Concours du magistère: 500 mille étudiants se disputent 7013 places
Les inscriptions aux différents concours de magistère se sont achevées, hier, dans les instituts et facultés, dans une ambiance d’anarchie et de protestations. Le nombre de candidats connaît en effet une hausse fulgurante. Certains ont fait la chaîne dès 8h30 du matin, et sont repartis l’après-midi bredouilles sans pouvoir déposer leurs dossiers.
- C’est la même ambiance qui a prévalu hier dans les différentes facultés et instituts alors que s’achevait le délai d’inscriptions au magistère.
- La colère des étudiants était palpable, particulièrement chez ceux qui n’ont pu déposer leur dossier en raison des interminables files d’attente notamment à la faculté du Caroubier et à la faculté de l’information et des sciences politiques. Les candidats rencontrés par Echorouk ont insisté sur la nécessité de prolonger la période des inscriptions. Un des étudiants en journalisme raconte qu’à 9h du matin, il a obtenu le numéro 209. Il a du attendre jusqu’à 14h pour pouvoir déposer son dossier d’inscription.
- Le nombre restreint des préposés aux bureaux des inscriptions a par ailleurs provoqué des bagarres au niveau de la faculté de l’information et de sciences politiques.

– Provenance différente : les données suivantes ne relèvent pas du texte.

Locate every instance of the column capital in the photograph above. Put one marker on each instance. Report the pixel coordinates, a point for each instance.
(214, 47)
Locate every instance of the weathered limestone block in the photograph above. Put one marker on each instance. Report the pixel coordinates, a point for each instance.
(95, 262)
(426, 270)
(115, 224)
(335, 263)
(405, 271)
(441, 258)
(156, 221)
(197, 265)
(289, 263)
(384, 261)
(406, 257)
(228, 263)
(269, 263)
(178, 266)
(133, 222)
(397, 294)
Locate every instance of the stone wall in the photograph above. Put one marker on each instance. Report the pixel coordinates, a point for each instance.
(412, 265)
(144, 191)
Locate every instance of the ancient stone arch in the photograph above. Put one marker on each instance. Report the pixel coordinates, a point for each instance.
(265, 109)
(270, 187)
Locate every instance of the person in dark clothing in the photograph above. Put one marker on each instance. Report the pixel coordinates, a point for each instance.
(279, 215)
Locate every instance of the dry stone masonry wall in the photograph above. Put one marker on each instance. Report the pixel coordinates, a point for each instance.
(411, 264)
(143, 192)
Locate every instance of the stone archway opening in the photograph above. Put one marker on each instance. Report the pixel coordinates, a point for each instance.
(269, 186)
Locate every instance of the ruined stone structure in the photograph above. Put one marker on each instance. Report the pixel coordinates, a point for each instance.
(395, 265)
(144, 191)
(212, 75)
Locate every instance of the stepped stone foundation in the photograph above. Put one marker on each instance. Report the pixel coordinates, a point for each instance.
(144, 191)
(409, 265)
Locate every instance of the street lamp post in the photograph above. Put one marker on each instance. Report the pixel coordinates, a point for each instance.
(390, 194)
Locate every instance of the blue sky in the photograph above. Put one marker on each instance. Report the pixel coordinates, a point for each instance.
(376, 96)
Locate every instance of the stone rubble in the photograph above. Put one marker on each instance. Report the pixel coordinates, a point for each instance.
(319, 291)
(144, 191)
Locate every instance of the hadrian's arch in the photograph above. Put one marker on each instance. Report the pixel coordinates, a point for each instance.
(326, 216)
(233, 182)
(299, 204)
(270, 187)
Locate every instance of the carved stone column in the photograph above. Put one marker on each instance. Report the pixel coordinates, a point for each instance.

La désorganisation administrative a découragé plus d’un, puisque de nombreux étudiants ont carrément abandonné l’idée de s’inscrire au concours du magistère.
- Les candidats au concours sont très nombreux par rapport au nombre de places disponibles en post graduation. A titre d’exemple, la faculté de l’information et de sciences politiques a enregistré 4200 inscriptions dont 3500 en journalisme, pour seulement 51 places !
- Au delà des démarches d’inscriptions, les étudiants sont sceptiques quant à la crédibilité du concours. Pour eux, avoir une place en post graduation nécessite des connaissances et de l’influence. Dans ce sens, un recteur de faculté hors de la capitale, qui a tenu à garder l’anonymat, a révélé que des personnes bien placées n’hésitent pas à proposer des sommes d’argent en contrepartie d’un diplôme pour leurs enfants ou pour eux-mêmes. A ce sujet, le coordinateur du syndicat du conseil des professeurs de l’enseignement supérieur Abdelmalek Rahmani estime qu’il n’y a pas de preuves tangibles contre des enseignants qui disposeraient ou fixeraient à l’avance la liste des lauréats. Il appelle dans ce sens l’administration à plus d’implication pour empêcher une quelconque fraude.
- La fraude, selon certaines associations estudiantines, réduit les chances de passage au magistère, mais également le nombre limité de places; c’est-à-dire 7013 pour un demi million d’étudiants.